Where would Thomas Jefferson stand on the issue of economic inequality that our nation is currently dealing with? The economy that Thomas Jefferson envisioned would have been a more agrarian based one, and little could have prepared him to envision the massive industrialization and change in the American landscape that we have today. Yet, I feel that as the individual farmer was paramount to Thomas Jefferson, the workers of our nation would have been just as important to him.
The economic inequalities that could arise in the United States was something of great concern to Thomas Jefferson, in a letter to James Madison stated:
"I am conscious that an equal division of property is impracticable, but the consequences of this enormous inequality producing so much misery to the bulk of mankind, legislators cannot invent too many devices for subdividing property…Another means of silently lessening the inequality of property is to exempt all from taxation below a certain point, and to tax the higher portions or property in geometrical progression as they rise.” (http://observationalepidemiology.blogspot.com/...)
Glenn Beck’s favorite founder can clearer be seen favoring a progressive tax rate to help ease inequality in property. Inequality cannot be removed from an economy. With 43% of the national wealth being controlled by 1% of the population we are seeing an inequality that border lines on tyranny of the 1%. Economic inequality is at times is an unavoidable outcome of reality, however, how much inequality because a greater burden on the next subject that we face; civil liberties.
Thomas Jefferson views on civil rights, even though he was a slave owner, would match the Occupiers more closely than the tea party and conservatives. In his legal argument of 1770, Thomas Jefferson stated:
“Under the law of nature, all men are born free, every one comes into the world with a right to his own person”

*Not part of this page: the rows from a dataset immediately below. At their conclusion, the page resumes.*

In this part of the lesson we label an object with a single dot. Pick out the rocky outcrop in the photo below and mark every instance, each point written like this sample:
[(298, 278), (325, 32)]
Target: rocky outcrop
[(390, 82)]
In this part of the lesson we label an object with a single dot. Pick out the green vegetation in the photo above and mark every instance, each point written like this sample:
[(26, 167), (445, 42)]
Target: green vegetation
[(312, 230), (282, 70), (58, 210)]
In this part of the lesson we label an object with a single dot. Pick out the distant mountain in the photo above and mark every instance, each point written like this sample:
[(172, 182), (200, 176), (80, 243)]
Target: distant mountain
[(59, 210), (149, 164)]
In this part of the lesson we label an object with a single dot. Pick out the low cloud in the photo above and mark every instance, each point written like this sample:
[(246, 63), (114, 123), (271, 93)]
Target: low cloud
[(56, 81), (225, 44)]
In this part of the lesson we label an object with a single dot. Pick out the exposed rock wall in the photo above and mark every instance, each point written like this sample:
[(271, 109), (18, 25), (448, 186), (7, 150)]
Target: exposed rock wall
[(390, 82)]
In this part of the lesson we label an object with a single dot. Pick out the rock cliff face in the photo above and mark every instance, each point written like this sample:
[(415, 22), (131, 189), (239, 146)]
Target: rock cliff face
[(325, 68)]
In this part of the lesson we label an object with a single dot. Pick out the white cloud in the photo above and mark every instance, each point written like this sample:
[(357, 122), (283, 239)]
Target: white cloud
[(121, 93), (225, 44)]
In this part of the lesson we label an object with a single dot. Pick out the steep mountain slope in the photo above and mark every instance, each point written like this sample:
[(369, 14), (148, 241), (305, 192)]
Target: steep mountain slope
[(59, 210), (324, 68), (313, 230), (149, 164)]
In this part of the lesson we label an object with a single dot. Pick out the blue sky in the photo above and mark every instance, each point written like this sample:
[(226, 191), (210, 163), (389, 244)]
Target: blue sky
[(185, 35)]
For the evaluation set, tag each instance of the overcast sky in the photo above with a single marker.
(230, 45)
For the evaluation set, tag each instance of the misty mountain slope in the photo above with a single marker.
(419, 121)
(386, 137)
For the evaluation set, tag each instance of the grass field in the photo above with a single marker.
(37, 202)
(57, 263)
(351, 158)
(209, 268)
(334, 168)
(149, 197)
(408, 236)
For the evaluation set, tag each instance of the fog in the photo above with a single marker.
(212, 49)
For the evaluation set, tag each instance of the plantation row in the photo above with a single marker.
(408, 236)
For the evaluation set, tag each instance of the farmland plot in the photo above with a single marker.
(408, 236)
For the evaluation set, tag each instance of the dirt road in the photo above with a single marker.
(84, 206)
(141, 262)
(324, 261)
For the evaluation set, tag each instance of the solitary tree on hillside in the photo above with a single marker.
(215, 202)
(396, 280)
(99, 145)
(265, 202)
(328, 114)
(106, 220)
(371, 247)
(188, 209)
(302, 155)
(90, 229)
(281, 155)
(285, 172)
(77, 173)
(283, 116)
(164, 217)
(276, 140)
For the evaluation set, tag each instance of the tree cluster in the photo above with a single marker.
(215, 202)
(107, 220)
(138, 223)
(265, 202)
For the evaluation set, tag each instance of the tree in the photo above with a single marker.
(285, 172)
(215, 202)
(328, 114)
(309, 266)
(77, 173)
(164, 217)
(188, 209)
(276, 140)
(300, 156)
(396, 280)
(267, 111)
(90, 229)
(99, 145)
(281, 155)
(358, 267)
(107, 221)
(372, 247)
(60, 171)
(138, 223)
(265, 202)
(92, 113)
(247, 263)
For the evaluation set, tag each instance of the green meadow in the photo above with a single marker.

In these twenty-three words we can sum up nearly any response Thomas Jefferson would have as far as civil rights were concerned. If everyone comes into this world with the right to be his own person, how can we limit the rights of persons? How can we dictate who can, or can’t marry; How can we justify who can, or can’t have health care; How can we justify holding certain rights from certain populations of society that are afforded to others. Now I know that the fact that Thomas Jefferson owned human property, he is not the greatest choice to use to explain civil liberties. However, in his original draft of the Declaration of Independence he attempted to distance the newly forming American from slavery. Unfortunately, for the sake of compromise and creating this great nation that distancing would have to be pushed off for young American men who came of military age in the 1860’s. Insofar as religion would come into the context of Civil Rights, Thomas Jefferson in his A bill for Establishing Religious Freedom of 1777, which would be adopted by Congress in 1786 stated:
“Our civil rights have no dependance on our religious opinions, any more than our opinions in physics or geometry.”
Thomas Jefferson and his close compatriot, author of the United States Constitution James Madison who would bring this bill for religious freedom to the floor of Congress in late 1785 saw the separation of Church and State to be paramount to the existence of a Republic, such as ours.
Now we reach the topic, which I believe is one of the major grievances of the Occupiers, which are the existence of special interest and corporate money pervading our election process. Jefferson stated:
“I hope we crush in its birth the aristocracies of our monied corporations which dare already to challenge our government to a trial by strength, and bid defiance to the laws of our country” Furthermore referred to the merchants of his day as “the least virtuous of citizens (who) possess the least of the amore patriae.”
These merchants and corporations are the greatest threat to our democracy that we have. Seeking only profits, with little concern for the American people they have purchased our legislature and ignore the regulations placed on them to protect the people and the market. While, I agree that Thomas Jefferson mistrusted government just as much as corporations, I cannot picture Jefferson being in favor of the crony capitalism, legalized bribery that lobbying has become would not have been tolerated by Jefferson. In his notes on Virginia, Jefferson stated:
“The time to guard against corruption and tyranny is before they shall have gotten hold of us”
Unfortunately we have failed to respond in a timely manner and the corruption and tyranny has appeared in the sense of corporate personhood.
In all my readings of Thomas Jefferson, I find it hard to believe that he would have found a corporation as being a person. He so guarded, and demanded the respect for individual liberty, that the tyranny that corporate personhood has forced on the individuals is not a tyranny that Jefferson would protect. Whether or not the answer is from through government, I speculate that Jefferson would feel that doing nothing to protect the individual from the corporation would be a greater evil than intervening for the good of the people.